Investor protection institutions: CSI Small and Medium Investor Service Center Co., Ltd. and China Securities Investor Protection Fund Co., Ltd. 。

general clause

1. When a securities company sells securities and provides services to investors, it shall:

(1) Fully understand the basic information, property status, financial assets status, investment knowledge and experience, professional ability and other related information of investors;

(two) truthfully explain the important contents of securities and services, and fully reveal the investment risks;

(3) selling and providing securities and services that match the above conditions of investors.

If a securities company causes losses to investors, it shall bear the corresponding liability for compensation.

2. When purchasing securities and receiving services, investors shall provide the true information listed in the preceding paragraph in accordance with the explicit requirements of securities companies.

3. If a securities company refuses to provide information or fails to provide information as required, it shall inform the consequences and refuse to sell securities or provide services to it according to regulations.

Second, classification

(A) the division criteria

According to the property status, financial assets status, investment knowledge and experience, professional ability and other factors, investors can be divided into ordinary investors and professional investors.

1. Professional investors: The standards shall be stipulated by the securities regulatory authority of the State Council.

2. Ordinary investors (inversion of proof): When there is a dispute between ordinary investors and securities companies, the burden of proof is inverted, and if the securities companies cannot provide evidence, they shall bear the corresponding liability for compensation.

First, the system of collecting voting rights.

1. Lawyer: the board of directors, independent directors, shareholders holding more than 1% voting rights and investor protection agencies.

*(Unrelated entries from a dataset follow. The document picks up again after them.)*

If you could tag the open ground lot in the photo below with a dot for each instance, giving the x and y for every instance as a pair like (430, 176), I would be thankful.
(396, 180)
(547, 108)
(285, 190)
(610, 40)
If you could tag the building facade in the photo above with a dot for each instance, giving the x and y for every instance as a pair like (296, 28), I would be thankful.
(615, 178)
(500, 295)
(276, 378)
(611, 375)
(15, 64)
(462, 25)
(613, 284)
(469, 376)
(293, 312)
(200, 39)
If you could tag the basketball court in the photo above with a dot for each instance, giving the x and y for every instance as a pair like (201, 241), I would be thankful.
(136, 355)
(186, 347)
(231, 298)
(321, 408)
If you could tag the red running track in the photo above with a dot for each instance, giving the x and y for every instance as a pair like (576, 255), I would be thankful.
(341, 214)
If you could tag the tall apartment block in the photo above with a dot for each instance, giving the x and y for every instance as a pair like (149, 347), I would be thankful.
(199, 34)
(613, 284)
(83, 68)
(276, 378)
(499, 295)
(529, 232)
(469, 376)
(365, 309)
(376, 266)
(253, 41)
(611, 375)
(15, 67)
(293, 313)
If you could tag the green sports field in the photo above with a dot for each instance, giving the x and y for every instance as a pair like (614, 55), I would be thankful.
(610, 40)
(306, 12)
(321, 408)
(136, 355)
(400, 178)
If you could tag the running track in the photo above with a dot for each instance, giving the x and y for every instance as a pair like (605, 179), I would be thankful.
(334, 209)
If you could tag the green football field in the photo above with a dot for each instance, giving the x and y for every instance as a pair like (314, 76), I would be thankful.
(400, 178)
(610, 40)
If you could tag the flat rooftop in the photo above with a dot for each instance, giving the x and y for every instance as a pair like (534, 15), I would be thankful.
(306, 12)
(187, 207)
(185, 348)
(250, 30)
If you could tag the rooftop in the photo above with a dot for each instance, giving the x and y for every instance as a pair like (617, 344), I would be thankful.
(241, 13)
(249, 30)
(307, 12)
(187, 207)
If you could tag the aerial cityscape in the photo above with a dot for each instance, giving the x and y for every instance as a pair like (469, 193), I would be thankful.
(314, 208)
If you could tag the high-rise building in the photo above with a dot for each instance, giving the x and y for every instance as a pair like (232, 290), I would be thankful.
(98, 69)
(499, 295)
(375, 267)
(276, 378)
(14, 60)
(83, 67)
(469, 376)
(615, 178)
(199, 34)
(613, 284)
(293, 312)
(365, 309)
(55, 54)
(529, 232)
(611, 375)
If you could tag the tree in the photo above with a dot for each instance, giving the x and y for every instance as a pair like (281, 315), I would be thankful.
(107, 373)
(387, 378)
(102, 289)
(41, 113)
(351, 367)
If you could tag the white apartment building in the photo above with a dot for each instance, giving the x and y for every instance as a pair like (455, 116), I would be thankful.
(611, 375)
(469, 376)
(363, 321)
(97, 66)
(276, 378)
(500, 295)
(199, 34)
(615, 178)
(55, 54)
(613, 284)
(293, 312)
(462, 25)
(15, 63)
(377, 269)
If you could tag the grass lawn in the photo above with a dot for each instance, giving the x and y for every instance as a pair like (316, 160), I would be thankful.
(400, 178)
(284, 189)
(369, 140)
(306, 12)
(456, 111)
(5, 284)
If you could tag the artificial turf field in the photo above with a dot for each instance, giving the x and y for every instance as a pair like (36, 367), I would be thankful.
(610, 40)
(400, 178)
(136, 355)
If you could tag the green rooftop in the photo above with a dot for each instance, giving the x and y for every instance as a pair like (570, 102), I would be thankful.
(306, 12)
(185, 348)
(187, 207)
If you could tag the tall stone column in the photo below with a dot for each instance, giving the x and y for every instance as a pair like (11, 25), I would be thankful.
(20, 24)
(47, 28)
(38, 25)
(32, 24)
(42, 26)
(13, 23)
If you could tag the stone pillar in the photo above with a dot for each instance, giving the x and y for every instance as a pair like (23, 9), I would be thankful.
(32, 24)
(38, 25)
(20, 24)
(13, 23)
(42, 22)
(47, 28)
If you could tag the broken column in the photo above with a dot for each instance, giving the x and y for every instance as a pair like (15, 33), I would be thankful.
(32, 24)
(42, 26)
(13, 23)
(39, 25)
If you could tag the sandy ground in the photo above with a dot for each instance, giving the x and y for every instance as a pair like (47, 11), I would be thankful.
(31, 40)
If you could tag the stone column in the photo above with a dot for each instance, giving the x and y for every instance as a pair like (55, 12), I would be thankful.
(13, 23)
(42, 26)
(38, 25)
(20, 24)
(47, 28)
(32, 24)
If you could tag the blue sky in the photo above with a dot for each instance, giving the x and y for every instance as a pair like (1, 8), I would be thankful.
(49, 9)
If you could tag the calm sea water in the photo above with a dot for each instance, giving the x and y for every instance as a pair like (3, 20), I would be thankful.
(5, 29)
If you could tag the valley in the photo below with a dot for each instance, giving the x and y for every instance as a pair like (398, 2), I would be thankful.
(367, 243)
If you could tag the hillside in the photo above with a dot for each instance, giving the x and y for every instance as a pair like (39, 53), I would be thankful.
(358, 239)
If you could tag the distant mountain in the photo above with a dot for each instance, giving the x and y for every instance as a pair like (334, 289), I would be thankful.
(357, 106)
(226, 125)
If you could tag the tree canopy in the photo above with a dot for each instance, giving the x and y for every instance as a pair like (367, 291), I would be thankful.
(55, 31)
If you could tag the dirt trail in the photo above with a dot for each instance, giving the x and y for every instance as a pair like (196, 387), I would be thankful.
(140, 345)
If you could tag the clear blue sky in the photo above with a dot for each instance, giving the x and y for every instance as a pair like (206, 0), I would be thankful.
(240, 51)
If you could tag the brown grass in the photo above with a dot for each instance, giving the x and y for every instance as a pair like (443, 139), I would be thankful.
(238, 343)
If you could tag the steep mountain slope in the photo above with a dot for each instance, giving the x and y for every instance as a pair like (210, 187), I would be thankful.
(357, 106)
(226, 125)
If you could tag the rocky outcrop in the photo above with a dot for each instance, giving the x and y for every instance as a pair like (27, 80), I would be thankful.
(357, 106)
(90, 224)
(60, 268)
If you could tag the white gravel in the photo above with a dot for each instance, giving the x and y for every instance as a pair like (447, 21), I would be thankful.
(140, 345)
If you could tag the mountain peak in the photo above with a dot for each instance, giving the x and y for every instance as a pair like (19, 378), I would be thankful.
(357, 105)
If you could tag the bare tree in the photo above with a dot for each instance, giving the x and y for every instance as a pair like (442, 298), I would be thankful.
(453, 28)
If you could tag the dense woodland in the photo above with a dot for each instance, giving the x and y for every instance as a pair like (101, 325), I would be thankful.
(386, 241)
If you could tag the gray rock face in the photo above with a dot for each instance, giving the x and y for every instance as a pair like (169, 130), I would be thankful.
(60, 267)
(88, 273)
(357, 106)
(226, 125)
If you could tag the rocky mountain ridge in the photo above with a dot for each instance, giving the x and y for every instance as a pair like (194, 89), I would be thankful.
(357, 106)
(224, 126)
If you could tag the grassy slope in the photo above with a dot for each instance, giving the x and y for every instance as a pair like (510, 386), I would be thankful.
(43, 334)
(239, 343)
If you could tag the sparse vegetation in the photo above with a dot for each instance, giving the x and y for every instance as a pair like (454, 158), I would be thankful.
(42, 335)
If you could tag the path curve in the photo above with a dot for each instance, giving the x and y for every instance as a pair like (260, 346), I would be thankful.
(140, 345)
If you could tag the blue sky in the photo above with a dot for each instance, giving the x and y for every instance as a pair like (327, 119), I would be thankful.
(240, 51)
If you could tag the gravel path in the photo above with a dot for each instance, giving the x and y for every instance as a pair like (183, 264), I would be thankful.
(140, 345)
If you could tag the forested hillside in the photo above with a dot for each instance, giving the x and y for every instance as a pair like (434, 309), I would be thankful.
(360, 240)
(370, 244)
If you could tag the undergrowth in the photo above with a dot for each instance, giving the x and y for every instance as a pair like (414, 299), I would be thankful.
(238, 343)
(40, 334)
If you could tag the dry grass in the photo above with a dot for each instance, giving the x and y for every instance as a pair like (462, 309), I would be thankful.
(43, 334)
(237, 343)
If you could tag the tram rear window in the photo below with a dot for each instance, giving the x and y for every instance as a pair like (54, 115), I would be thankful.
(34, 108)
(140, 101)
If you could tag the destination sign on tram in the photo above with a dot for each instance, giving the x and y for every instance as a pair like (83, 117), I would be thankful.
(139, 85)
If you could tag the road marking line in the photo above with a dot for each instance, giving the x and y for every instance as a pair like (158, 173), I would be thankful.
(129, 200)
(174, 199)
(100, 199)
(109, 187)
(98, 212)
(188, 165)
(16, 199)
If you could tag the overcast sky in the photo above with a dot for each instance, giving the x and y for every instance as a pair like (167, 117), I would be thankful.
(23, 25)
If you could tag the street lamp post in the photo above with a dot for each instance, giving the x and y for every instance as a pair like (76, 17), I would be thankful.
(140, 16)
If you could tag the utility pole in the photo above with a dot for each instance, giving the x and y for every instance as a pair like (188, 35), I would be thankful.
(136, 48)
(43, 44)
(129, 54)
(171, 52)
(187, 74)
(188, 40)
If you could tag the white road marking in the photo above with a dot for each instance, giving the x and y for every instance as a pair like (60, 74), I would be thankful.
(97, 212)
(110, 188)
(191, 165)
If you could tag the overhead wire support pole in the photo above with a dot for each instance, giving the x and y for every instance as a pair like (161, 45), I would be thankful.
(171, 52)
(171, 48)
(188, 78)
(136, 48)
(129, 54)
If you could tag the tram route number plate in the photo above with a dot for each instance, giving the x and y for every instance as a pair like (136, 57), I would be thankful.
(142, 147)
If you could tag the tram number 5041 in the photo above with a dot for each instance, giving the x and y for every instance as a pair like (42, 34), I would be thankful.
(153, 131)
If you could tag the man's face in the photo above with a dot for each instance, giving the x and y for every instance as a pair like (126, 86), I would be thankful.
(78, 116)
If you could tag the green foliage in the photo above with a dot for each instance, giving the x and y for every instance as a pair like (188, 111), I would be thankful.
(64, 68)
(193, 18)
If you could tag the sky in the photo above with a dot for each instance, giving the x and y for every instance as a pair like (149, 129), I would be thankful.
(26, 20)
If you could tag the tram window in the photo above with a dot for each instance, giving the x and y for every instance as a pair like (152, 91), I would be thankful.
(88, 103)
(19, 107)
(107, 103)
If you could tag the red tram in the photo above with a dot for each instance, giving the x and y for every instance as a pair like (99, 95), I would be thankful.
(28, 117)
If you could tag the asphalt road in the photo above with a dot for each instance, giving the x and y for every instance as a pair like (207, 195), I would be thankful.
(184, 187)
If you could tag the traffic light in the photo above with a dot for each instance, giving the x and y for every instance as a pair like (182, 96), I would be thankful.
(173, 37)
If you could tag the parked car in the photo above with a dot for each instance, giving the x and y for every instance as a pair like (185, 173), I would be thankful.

The board of directors of a listed company, independent directors, shareholders holding more than 65,438+0% of the shares with voting rights, or investor protection institutions (hereinafter referred to as investor protection institutions) established in accordance with laws, administrative regulations or the provisions of the the State Council Securities Regulatory Authority may, as sponsors, publicly request shareholders of the listed company to entrust them to attend the shareholders' meeting and exercise shareholders' rights such as proposal rights and voting rights on their behalf.

2. Lawyers should disclose solicitation documents: listed companies should cooperate.

3. No paid collection.

It is forbidden to publicly solicit shareholders' rights in a paid or disguised way, and no handling fee shall be charged.

4. Liability for illegal profit loss: If the public solicitation of shareholders' rights violates laws, administrative regulations and the relevant provisions of the State Council securities regulatory authority, and losses are caused to listed companies or their shareholders, they shall be liable for compensation according to law.

Second, promote the cash dividend system.

1. A listed company shall specify the specific arrangements and decision-making procedures for distributing cash dividends in its articles of association, and protect shareholders' right to return on assets according to law.

2. If the after-tax profit of a listed company in the current year has a surplus after making up losses and withdrawing statutory reserve funds, it shall distribute cash dividends in accordance with the provisions of the company's articles of association.